Veterans’ health problems are not limited to war-related injuries. Service personnel are also exposed to numerous diseases, such as hepatitis c, which afflicts the liver. The U.S. Department of Veterans’ Affairs cited studies that almost 4 million Americans suffer from this disease, but that veterans using VA hospitals have higher rates of this disease than the country’s general population.
In fact, over 200,000 veterans were diagnosed with hepatitis C, or HCV. The chairman of the House Veterans’ Affairs committee said that the drug used to cure this disease costs $40,000 per veteran, or $8 billion for all veterans who were diagnosed with HCV. However, the committee raised questions about development of the drug and whether veterans are reaping the rewards of its development that made this matter one of the controversial veterans’ issues.
The committee held hearings on January 20 concerning the VA’s Technology Transfer Program, which is responsible for research on veterans’ health care. It specifically addressed allegations that a VA research employee profited from developing a drug to treat HCV while he was an agency employee and then left the VA and gained ownership of the drug. Research of the medication, sofobuvir, was financed by the VA. The drug is reportedly administered to cure 99 percent of HCV patients.

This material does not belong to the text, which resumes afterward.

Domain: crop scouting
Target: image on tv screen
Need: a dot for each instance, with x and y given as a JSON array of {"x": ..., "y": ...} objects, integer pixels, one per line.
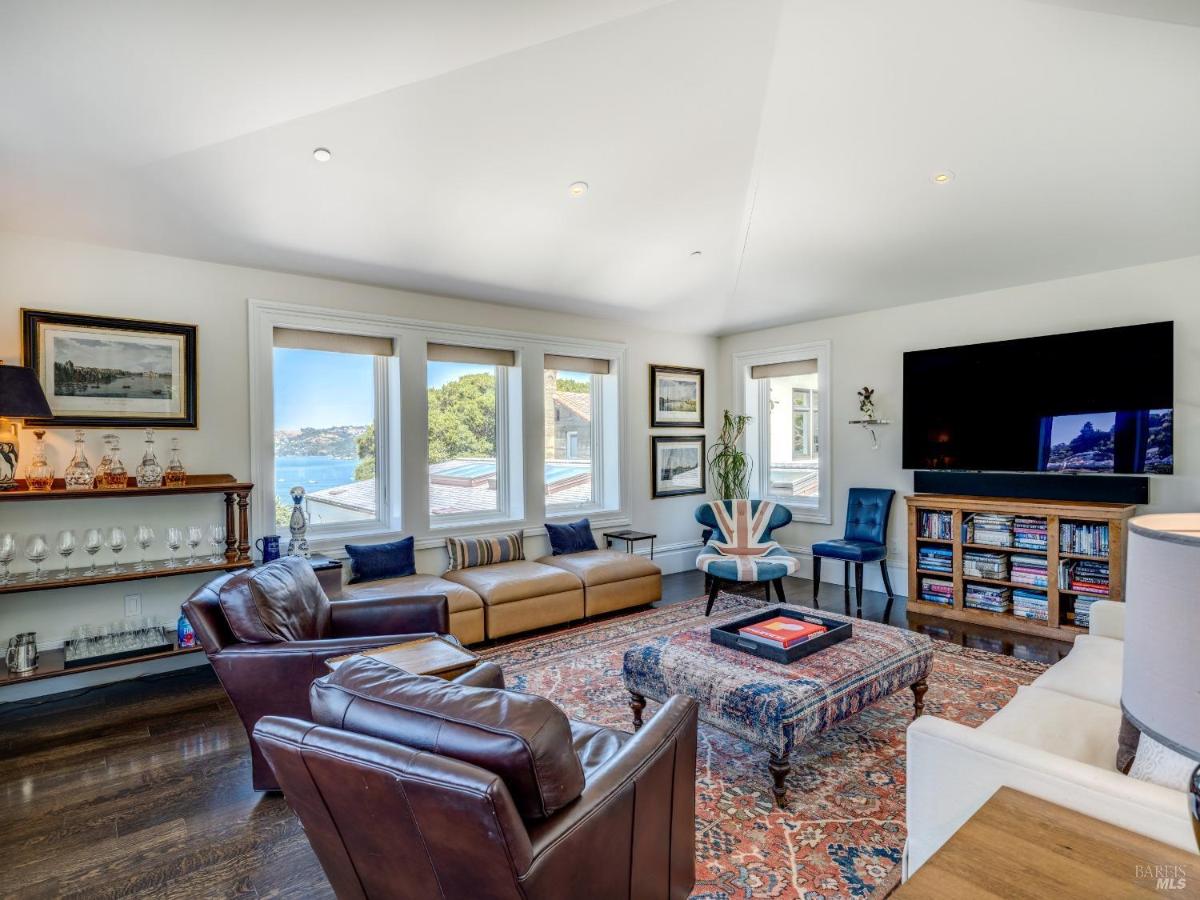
[{"x": 1093, "y": 442}]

Reports indicate that this employee gained a $444 million personal profit from the $11 billion sale of the drug. He sold his company after the drug was invented. The employee was called before the hearing to testify. However, he filed for retirement the day after the hearing and did not appear before the committee.
The VA undersecretary for health testified that the agency has internal controls, but that a review was undertaken to determine whether VA policies and procedures were violated. He said that the agency will assert full ownership of the drug if there were any violations or incomplete disclosure. The Veterans’ Administration makes a $1.8 billion research investment each year and had 304 inventions, 25 patents and 15 licensing agreements in 2014.
While the VA has to struggle with compliance with its policies and the availability of this HCV drug, veterans may also have to consider their legal rights to ensure that their right to long-term medical care and other benefits is secure.